Seagate has recently completed qualification testing of its Mozaic 3+ HAMR drives with major customers, including large cloud service providers. This indicates that HAMR drives are close to being released to the broader market. While exact prices are yet to be announced, the Exos M drives, with capacities of 30TB and 32TB, are expected to be among the first to hit the market. These drives will offer a substantial boost in data storage capacity, making them suitable for enterprise applications that require vast amounts of data, such as cloud storage services and AI-driven workloads.
The durability of Seagate’s HAMR drives is another notable feature. The company has conducted rigorous stress tests, claiming that the heads in their Mozaic 3+ drives have survived more than seven years of field use.

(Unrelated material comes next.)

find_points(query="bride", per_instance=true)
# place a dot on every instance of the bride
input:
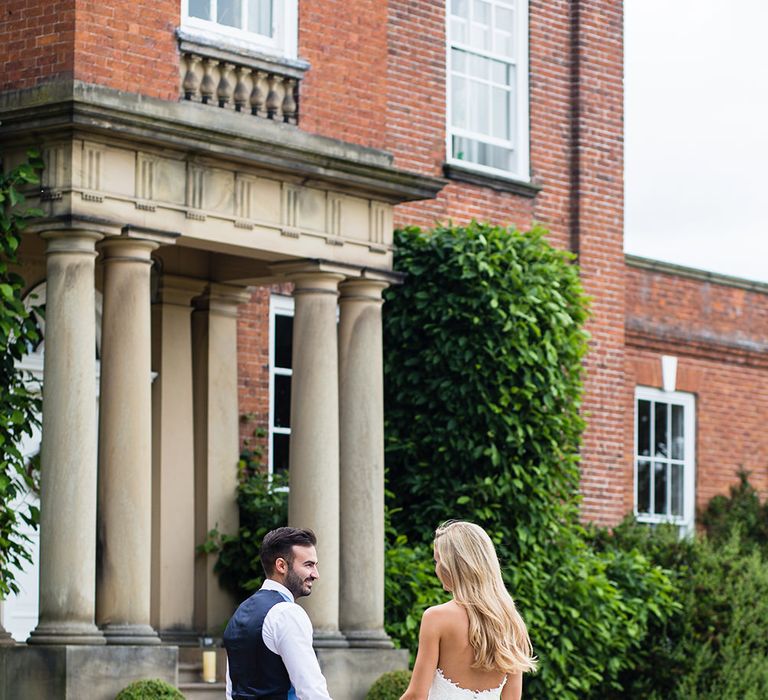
(476, 646)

This reliability, combined with the significant increase in storage density, makes HAMR technology a prime candidate for demanding use cases. AI model training, which requires large volumes of data storage and high energy consumption, is one such area that could greatly benefit from the development of these high-capacity drives.
Seagate is not alone in the pursuit of higher-capacity drives. Western Digital has already released a 32TB drive based on a different technology called energy-assisted perpendicular magnetic recording (e-PMR), and Toshiba is also working on entering the HAMR space. The competition in the high-capacity storage market is intensifying, driven by the growing need for massive storage in cloud computing and AI applications. While Seagate’s HAMR technology shows promise, its success will depend on its ability to compete with these alternatives in terms of both performance and cost.